Depuis sa création, l’UNEF est accusée très souvent d’avoir été montée pour casser la lutte de l’ANEB. De l’avis de Boukari Nikiéma, de tels propos viendraient de l’ANEB qui n’aurait pas digéré le départ de ces frondeurs. Il précise que l’UNEF a été créée pour la liberté d’expression et pour la diversité de pensée syndicale sur le campus qu’il accuse l’ANEB d’avoir confisquée en réduisant au silence plusieurs syndicats avant eux.
A la question de savoir si la pléthore de syndicats n’est pas un frein aux luttes des étudiants, M. Nikiéma répond que l’UNEF a été créée pour la liberté syndicale sur le campus et considère cette pluralité comme un acquis qu'ils ont arraché.
D’ailleurs, rappelle-t-il, parmi ces onze syndicats, le dernier à être créé a un président transfuge de l’UNEF. Il s’agit d’Issiaka Ouédraogo, président de la Coalition des élèves et étudiants (CONEEF) créée en 2018. Nous l’avons rencontré et il justifie la création de sa structure par le besoin de panafricaniser le système éducatif africain car pour lui les syndicats antérieurs sont d’obédience communiste et marxiste, des idéologies révolues qui ne tiennent pas compte des réalités africaines. Les syndicats sont généralement accusés d’être manipulés par des mains invisibles politiques. « Ceux qui font des accusations pareilles sont assis dans les grins de thé, sinon quelqu’un qui a milité ne peut pas tenir de tels propos », répond Issaka Ouédraogo.

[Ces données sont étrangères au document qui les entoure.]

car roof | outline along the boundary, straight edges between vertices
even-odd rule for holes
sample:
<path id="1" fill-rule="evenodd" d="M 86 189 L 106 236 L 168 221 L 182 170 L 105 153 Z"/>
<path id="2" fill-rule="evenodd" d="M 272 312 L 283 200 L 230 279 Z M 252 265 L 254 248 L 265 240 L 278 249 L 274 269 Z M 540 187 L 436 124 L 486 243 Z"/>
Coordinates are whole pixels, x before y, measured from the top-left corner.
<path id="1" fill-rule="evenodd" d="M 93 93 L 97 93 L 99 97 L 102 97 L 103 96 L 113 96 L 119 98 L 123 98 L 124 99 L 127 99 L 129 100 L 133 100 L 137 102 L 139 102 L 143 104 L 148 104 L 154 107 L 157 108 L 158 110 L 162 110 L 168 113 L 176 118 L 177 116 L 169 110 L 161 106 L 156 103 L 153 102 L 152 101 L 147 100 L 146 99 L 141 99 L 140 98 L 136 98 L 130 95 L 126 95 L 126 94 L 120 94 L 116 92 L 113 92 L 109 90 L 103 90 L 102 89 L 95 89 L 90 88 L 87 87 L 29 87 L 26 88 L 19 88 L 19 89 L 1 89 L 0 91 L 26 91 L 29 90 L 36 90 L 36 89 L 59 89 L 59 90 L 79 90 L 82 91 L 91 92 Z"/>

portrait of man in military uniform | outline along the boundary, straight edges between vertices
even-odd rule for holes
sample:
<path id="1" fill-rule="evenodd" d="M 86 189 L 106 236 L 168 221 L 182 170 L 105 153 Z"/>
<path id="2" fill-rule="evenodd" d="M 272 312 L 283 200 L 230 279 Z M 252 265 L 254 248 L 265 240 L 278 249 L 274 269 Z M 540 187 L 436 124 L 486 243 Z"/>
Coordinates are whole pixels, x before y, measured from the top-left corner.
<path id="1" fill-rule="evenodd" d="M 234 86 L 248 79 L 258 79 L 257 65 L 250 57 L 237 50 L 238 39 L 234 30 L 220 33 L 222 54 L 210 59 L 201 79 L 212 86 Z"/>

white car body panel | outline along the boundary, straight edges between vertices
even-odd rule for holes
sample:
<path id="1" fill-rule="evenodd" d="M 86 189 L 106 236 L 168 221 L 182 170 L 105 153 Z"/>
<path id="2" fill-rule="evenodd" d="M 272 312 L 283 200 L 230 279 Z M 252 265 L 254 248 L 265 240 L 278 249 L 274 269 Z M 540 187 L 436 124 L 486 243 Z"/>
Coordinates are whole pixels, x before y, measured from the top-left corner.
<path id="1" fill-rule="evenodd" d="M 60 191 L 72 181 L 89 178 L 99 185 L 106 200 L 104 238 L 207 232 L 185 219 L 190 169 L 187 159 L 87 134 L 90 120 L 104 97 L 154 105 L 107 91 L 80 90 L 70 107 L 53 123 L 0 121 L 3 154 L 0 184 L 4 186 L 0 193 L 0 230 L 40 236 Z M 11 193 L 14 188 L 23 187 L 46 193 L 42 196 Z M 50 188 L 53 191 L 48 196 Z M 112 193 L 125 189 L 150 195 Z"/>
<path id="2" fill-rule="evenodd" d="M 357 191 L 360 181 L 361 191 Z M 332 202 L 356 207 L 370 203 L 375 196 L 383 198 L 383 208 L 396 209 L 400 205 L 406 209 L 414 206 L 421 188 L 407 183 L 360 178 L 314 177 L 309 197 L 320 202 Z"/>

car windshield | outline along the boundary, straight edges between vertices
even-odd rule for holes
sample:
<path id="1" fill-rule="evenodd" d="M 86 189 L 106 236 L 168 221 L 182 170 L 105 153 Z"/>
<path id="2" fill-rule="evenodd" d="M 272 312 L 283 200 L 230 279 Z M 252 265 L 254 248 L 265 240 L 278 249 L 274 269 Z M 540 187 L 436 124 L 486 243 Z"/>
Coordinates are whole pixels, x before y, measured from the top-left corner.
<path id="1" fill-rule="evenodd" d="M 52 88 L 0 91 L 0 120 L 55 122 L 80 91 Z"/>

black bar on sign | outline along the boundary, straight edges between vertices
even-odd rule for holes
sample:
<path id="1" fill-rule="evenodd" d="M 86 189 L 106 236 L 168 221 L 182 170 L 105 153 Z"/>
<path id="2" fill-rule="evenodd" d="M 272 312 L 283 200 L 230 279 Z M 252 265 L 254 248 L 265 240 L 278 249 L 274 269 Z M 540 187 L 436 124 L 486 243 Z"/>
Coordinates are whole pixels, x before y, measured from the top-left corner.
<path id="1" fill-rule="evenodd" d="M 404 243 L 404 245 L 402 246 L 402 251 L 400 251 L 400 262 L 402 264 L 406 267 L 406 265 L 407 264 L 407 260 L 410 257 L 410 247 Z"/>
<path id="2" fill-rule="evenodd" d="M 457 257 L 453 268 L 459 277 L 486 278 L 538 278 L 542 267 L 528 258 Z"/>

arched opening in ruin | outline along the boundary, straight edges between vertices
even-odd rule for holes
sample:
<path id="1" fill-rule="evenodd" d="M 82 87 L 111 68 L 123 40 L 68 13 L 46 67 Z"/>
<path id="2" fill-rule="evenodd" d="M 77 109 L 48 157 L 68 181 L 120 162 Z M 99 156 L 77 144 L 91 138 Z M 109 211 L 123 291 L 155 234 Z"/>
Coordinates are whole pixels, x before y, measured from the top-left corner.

Bien avant la CONEEF, une autre structure syndicale créée en 2013 avait un mode de fonctionnement similaire à celui de la Fédération estudiantine et scolaire de Côte d’Ivoire (FESCI). Il s’agit de la Fédération estudiantine et scolaire pour l’intégrité au Burkina Faso (FESCIBF). Mais son secrétaire général, Pallo Dapougdi Augustin, martèle que « la FESCIBF n’a rien à voir avec la FESCI. » Bien qu’ayant souvent des divergences de vues, les associations estudiantines de l’UO Ki-Zerbo occupent le même siège : le CODE (Collectif des organisations démocratiques des étudiants). Selon Yacouba Ouédraogo, directeur du Centre régional des œuvres universitaires (CROUO), chargé de la gestion du CODE, « le nombre de structures syndicales ne pose pas de problèmes majeurs d’autant plus qu’on n’a pas de rencontre statutaire et que chaque structure mène de façon indépendante ses activités et ses revendications qu’elle pose à travers des plates-formes revendicatives. Généralement, elles posent toutes les mêmes problèmes. La seule difficulté est que lorsqu’une structure pose un problème, le temps pour respecter les procédures est long. »
A l’université de Ouagadougou, coexistent une dizaine de structures estudiantines à caractère syndical qui défendent chacune les intérêts des étudiants, mais dont l’union reste problématique. Plusieurs étudiants à qui nous avons tendu notre micro nourrissent l’espoir de voir s’unir lesdits syndicats pour mieux défendre les droits des apprenants qu’ils sont.